Tax measures that could boost government revenues will be on the agenda as the inter-agency Development Budget Coordination Committee (DBCC) meets today, a National Economic and Development Authority (NEDA) official said.
NEDA Assistant Director General Rosemarie Edillion told reporters last week that the DBCC’s Technical Working Group (TWG) would be presenting revenue measures using two scenarios.
“One scenario will be the one where there’s already the impact of legislative measures—meaning your comprehensive tax reform package—and another one where there will be none,” she said.
The Finance department last year asked President Benigno Aquino 3rd to endorse a tax reform package that sought to ease the burden on taxpayers by reducing both the individual as well as corporate income tax rate.
Aquino, however, was said to have rejected the proposal on account of revenue losses that the Finance department wanted compensated for via a higher value-added tax (VAT) rate.

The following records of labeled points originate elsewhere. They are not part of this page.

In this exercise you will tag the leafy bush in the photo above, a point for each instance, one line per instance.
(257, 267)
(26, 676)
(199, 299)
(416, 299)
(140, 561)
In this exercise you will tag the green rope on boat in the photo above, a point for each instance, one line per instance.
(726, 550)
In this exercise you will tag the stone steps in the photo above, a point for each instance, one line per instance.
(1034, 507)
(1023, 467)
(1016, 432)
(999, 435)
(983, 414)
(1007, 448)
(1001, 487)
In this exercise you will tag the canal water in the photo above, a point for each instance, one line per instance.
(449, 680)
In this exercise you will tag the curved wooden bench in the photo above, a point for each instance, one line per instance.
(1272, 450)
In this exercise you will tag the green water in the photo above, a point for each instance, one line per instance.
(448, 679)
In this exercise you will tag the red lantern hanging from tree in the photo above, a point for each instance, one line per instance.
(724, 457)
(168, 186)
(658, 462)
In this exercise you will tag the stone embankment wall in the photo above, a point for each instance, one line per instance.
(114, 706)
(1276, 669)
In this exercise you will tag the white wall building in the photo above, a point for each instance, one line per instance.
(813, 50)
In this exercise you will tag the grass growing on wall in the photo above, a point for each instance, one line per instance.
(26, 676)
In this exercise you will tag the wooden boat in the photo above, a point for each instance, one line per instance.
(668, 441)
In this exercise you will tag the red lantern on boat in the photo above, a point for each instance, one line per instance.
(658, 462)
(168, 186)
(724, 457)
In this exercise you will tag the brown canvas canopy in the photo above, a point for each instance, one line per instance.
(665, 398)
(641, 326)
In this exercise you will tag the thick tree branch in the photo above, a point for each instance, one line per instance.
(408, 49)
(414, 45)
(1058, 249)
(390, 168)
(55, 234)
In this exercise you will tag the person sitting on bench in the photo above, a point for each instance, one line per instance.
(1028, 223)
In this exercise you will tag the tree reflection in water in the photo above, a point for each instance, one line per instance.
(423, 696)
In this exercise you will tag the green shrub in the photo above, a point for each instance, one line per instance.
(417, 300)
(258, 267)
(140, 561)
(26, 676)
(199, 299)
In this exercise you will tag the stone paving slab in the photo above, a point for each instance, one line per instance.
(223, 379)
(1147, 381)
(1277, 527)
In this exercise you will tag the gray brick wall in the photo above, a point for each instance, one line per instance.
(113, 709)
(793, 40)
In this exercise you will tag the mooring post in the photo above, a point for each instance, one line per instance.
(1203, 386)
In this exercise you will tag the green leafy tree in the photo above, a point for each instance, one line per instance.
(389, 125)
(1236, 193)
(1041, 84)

The VAT would have been raised from 12 percent to 14 percent and its coverage expanded by removing all exclusions except those for agriculture, health, banks and education. The Finance department also wanted to remove zero-rating, except for direct exports.
Also included was a proposal repealing bank secrecy provisions for the Bureau of Internal Revenue and making tax evasion a predicate crime.

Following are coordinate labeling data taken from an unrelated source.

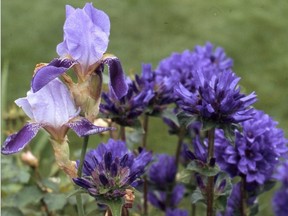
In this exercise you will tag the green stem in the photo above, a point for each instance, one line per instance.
(79, 174)
(210, 184)
(193, 212)
(243, 205)
(144, 145)
(179, 145)
(115, 206)
(122, 133)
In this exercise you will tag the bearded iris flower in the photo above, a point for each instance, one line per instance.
(86, 36)
(111, 169)
(52, 110)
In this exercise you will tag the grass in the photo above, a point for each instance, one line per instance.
(254, 34)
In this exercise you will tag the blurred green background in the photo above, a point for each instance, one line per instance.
(253, 33)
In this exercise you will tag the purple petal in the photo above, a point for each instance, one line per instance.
(83, 127)
(17, 141)
(117, 78)
(49, 72)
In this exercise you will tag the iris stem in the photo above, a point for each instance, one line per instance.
(144, 145)
(210, 184)
(79, 174)
(243, 195)
(193, 212)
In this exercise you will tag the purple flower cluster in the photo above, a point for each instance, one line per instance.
(280, 198)
(162, 175)
(256, 151)
(180, 67)
(126, 110)
(216, 97)
(112, 168)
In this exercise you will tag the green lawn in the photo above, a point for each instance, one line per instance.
(253, 33)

“We really need tax reform to improve efficiency and to improve equity. It is not just the new taxes; one is really to improve the horizontal equity of the tax,” Edillion said.

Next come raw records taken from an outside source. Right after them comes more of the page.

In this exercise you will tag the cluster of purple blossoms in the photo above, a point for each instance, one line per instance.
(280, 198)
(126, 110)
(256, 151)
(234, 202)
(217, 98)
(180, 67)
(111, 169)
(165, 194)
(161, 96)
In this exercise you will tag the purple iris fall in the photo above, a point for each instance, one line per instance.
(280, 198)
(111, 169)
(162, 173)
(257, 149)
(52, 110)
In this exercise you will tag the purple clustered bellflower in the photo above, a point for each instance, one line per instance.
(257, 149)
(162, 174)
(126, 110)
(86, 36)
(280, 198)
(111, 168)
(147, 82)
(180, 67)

The NEDA official said the TWG would also be recommending other revenue-generating measures such as an increase in fuel excise taxes.
“It is the right time to do it because the prices of fuel are going down, and of course when prices are going down, the demand will increase,” she said.
“That (higher demand) is bad for the environment and bad for the traffic as well … So you can only regulate it through the tax system,” she added.
Other sources of revenues that the TWG is looking at include a higher tax on sweetened and carbonated drinks as proposed by the Finance department.
The government is backing a bill pending in the House of Representatives that seeks to impose an additional tax on soft drinks.
House Bill 3365, authored by Representative Estrellita Suansing of Nueva Ecija, proposes a 10-percent ad valorem tax on soft drinks and other carbonated beverages.